- Aşk, kahredicidir, ben de onun eline düşmüş, kahrolmuş birisiyim. Aşkın coşup köpürmesiyle, aşkın acılığiyle şeker gibi tatlılaştım.
- عشق قهارست و من مقهور عشق ** چون شکر شیرین شدم از شور عشق
- Ey kasırga, senin önünde bir yaprağım ben, nereye düşeceğimi ne bilirim?
- برگ کاهم پیش تو ای تند باد ** من چه دانم که کجا خواهم فتاد
- Hilâl’sem de koşuşup duruyorum Bilâl’sem de. Senin güneşine uymuşum bir kere.
- گر هلالم گر بلالم میدوم ** مقتدی آفتابت میشوم
- Ayın bedir oluş yahut zayıflayıp eriyerek hilâl haline gelişle ne işi var? O, güneşin ardına düşmüş gölge gibi koşar durur. 905
- ماه را با زفتی و زاری چه کار ** در پی خورشید پوید سایهوار
- Kaza ve kadere karşı bir kararda durmaya kalkışan kendi sakalına güler.
- با قضا هر کو قراری میدهد ** ریشخند سبلت خود میکند
- Hem bir saman çöpü olup rüzgârın önüne düşmek, hem de bir yerde durmaya kalkışmak. Hem kıyamet, hem de sonra işe güce girişmeye kalkmak!
- کاهبرگی پیش باد آنگه قرار ** رستخیزی وانگهانی عزمکار
- Ben aşkın elinde dağarcıktaki kedi gibiyim. Bir an yukarı çıkmadayım, bir an aşağı düşmede.
- گربه در انبانم اندر دست عشق ** یکدمی بالا و یکدم پست عشق
- O, beni başının üstünde döndürüp durmada. Ne aşağıda kararım var, ne yukarıda.
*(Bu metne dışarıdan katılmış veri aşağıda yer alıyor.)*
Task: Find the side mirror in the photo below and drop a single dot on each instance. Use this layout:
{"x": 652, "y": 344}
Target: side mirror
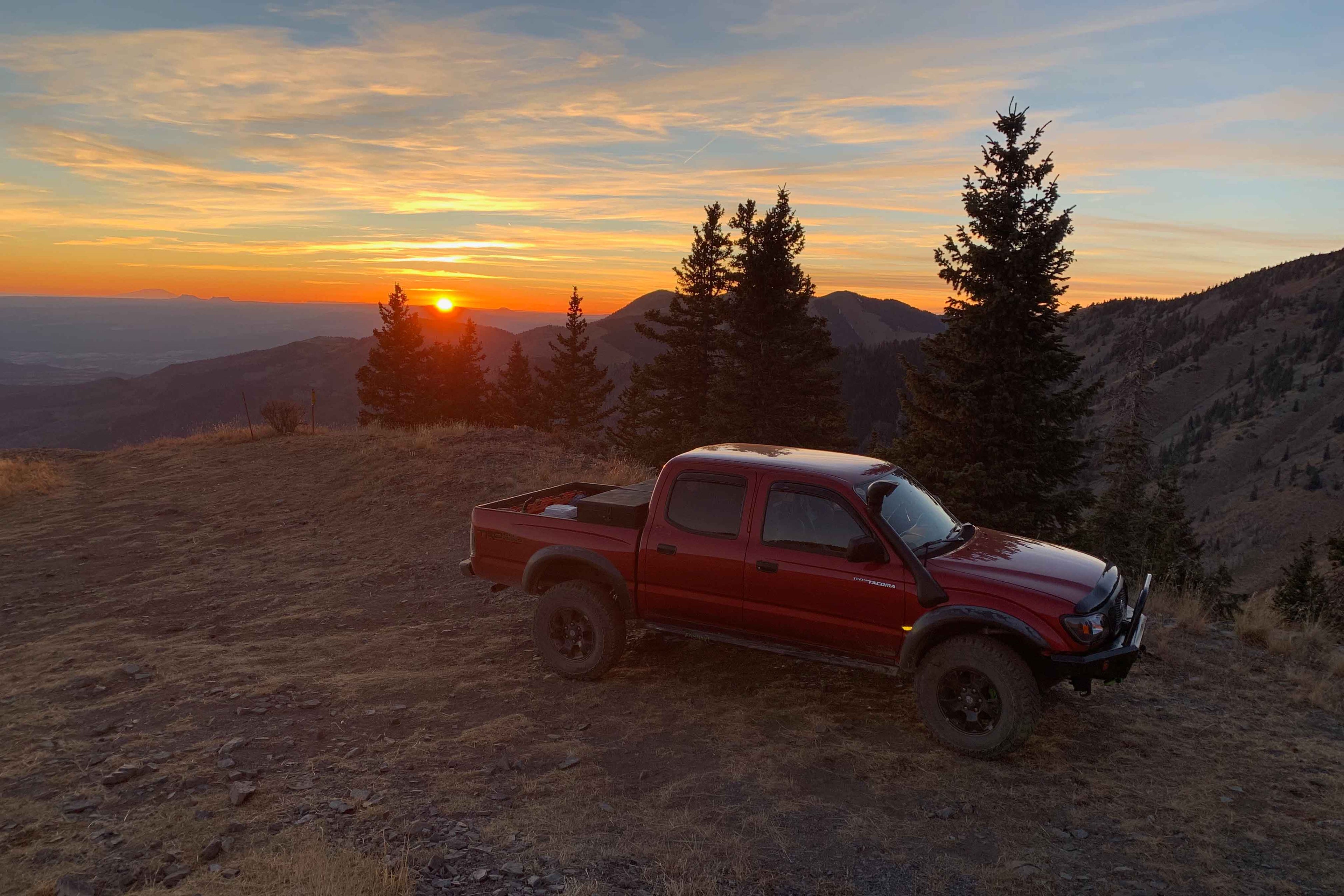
{"x": 863, "y": 548}
{"x": 878, "y": 493}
- او همیگرداندم بر گرد سر ** نه به زیر آرام دارم نه زبر
- Âşıklar kuvvetli bir selin önüne düşmüşlerdir. Onlar, aşkın takdirine razı olmuşlardır. 910
- عاشقان در سیل تند افتادهاند ** بر قضای عشق دل بنهادهاند
- Değirmen taşı gibi durup dinlenmeden gece gündüz inleyip sızlanarak döner dururlar.